Quale ruolo può allora ricoprire il Facility Management nel facilitare un approccio più sostenibile alla gestione delle strutture sanitarie?

La crisi economica, la necessità di adattabilità e flessibilità rapida a nuovi modelli di erogazione delle prestazioni sanitarie nel rispetto dell’efficacia, le continue e incessanti innovazioni tecnologiche, l’esigenza di maggiore efficienza e qualità a minor costo, i nuovi sistemi o modelli anche edilizi, strutturali, funzionali e spaziali delle strutture sanitarie, oltre che le tematiche energetiche sempre più stringenti nel miglioramento delle performance edilizie ed impiantistiche, rappresentano gli “spazi aperti” al Facility Management.
Il Facility Manager ed i sistemi di Facility Management devono potersi adattare, con metodi innovativi e creativi, all’esigenza di ristrutturazione e di cambiamento organizzativo, gestionale e strutturale anche edilizio, energetico, impiantistico ed interattivo con il territorio che gli ospedali dovranno affrontare a breve. Non dimenticando che un Facility Management ottimale non deve essere solo in grado di gestire la qualità dei servizi e programmare le attività integrate, gestire i fornitori e valutarne i risultati o supportare le scelte, quanto saper, a sua volta, gestire le proprie risorse e informare e formare il personale dell’azienda, cogliendone esigenze, necessità, bisogni e desideri in particolare esaltandone le motivazioni e rendendolo partecipe della vision e della mission aziendale.
Il campo dell’edilizia sanitaria, degli impianti, delle nuove tecnologie e della sostenibilità ambientale o dell’efficientamento energetico (con l’Energy Manager e l’Energy Management) rappresentano vecchi e nuovi “spazi” da esplorare per il Facility Management e il Facility Manager. Si consideri che in un contesto ospedaliero italiano con una volumetria di circa 300.000 metri cubi per ospedali di medie-grandi dimensioni ed un bilancio di circa 250 milioni di Euro/anno, il valore dei vettori energetici è di circa 2,6 milioni di Euro/anno con un’incidenza sul bilancio dell’1% circa. La sola produzione di calore in media per posto letto è quantificabile in 27.400 kWhterm/pl ovvero 297 kWhterm per metro quadro di superficie dell’ospedale mentre, date le attuali tecnologie sempre più energivore, l’energia elettrica impiegata è in media di 11.300 kWhelettrici per posto letto ovvero circa 116 kWhelettrici per metro quadro di superficie ospedaliera. Ciò comporta che in Italia circa il 50% dei costi del Sistema Sanitario Nazionale è attribuibile al servizio ospedaliero, con un’incidenza dei costi derivanti dall’impiego di energia pari al 5-6 % del totale, per un costo energetico medio annuo per posto letto di €1.700, di cui €1.300 sono dovuti al riscaldamento, con emissioni ad impronta di carbonio valutabili in migliaia di tonnellate CO2/equivalenti l’anno. Tutto ciò senza considerare l’impiego/spreco di acqua, la produzione di rifiuti in pressoché totale assenza di differenziazione e/o recupero che avviene nelle strutture sanitarie a fronte di una richiesta di “sostenibilità ambientale” sempre più critica. Pertanto il ruolo del Facility Manager o del Facility Management in questo campo appare cruciale al fine dell’efficientamento energetico e del miglioramento delle performance degli impianti e dei servizi in ambito sanitario così come è, tra gli altri, in fase di attuale sperimentazione presso il Policlinico “A. Gemelli” dell’Università Cattolica del Sacro Cuore con il Progetto “Green Hospital: Environmental and Health Impact Project”.

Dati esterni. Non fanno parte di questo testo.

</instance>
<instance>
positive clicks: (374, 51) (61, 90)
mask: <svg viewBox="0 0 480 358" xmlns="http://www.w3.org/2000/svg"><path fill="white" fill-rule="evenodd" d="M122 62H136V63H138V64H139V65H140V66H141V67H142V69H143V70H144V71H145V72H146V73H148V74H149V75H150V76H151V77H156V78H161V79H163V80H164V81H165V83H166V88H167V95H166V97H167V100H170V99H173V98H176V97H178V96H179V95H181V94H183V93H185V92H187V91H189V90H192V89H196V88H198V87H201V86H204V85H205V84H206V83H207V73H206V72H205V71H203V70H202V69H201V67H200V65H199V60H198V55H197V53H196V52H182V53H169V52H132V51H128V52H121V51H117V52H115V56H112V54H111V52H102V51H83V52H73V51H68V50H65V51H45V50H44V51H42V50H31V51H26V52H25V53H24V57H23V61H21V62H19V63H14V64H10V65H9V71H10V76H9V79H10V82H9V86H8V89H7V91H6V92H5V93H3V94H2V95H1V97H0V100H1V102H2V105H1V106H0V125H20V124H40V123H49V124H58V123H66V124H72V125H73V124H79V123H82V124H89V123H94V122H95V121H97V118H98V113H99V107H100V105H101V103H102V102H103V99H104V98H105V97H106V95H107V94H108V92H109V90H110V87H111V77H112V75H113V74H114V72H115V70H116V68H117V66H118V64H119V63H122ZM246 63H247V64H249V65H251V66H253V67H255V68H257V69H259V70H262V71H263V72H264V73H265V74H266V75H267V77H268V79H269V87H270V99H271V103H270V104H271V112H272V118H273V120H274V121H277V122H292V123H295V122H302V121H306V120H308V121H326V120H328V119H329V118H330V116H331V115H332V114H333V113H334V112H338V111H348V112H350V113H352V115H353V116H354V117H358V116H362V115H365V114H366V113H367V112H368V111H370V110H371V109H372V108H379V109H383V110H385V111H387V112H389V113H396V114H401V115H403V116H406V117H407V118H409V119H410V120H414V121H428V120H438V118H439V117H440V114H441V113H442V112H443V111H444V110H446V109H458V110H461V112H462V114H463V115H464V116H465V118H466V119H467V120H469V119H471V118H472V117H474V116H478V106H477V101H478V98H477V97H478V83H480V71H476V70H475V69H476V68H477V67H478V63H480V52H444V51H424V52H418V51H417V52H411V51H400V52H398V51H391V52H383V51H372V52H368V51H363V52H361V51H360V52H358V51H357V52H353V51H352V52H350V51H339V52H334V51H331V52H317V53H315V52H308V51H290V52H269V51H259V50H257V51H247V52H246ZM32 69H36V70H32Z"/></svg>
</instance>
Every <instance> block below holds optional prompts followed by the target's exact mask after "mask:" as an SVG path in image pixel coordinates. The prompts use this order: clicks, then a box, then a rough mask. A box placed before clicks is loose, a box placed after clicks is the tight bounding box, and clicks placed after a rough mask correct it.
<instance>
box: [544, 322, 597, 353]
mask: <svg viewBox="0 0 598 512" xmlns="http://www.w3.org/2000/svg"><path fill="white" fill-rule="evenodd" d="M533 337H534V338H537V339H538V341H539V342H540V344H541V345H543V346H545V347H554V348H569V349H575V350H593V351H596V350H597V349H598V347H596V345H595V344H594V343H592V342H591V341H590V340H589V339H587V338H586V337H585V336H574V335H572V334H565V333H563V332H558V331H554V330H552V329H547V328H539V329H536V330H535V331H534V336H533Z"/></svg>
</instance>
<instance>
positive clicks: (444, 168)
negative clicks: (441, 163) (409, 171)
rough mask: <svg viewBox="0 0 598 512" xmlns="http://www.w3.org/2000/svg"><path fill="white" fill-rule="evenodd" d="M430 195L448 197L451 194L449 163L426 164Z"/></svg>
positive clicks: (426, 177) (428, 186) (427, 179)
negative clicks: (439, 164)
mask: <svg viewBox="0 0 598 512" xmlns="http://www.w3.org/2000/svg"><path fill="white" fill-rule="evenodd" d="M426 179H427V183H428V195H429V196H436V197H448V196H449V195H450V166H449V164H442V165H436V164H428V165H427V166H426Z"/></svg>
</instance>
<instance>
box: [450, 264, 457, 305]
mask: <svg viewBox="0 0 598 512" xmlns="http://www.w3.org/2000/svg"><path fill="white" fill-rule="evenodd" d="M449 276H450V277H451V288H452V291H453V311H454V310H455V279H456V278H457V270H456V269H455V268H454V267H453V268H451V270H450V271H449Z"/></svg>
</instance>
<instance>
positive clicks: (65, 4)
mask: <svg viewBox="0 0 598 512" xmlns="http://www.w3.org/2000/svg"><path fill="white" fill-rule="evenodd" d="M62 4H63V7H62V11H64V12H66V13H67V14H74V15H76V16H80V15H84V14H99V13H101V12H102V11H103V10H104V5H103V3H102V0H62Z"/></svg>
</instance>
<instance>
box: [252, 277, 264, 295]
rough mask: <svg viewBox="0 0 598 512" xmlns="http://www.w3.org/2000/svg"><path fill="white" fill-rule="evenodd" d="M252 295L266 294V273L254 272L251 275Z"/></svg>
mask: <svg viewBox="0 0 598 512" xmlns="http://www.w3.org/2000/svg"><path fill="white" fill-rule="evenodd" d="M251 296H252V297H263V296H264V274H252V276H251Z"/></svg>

Il Facility Management potrebbe divenire, dunque, uno dei punti focali dei processi di progettazione di spazi e servizi, di tecnologie e di impianti, di empowerment e di consapevolezza negli utenti e negli operatori sanitari delle nuove esigenze e dei comportamenti virtuosi utili alla coniugazione di maggiore flessibilità, aumento delle prestazioni strutturali ed impiantistiche, implementazione delle performance sanitarie con maggiore efficacia ed efficienza nei servizi e nelle motivazioni, in un clima di “benessere” globale.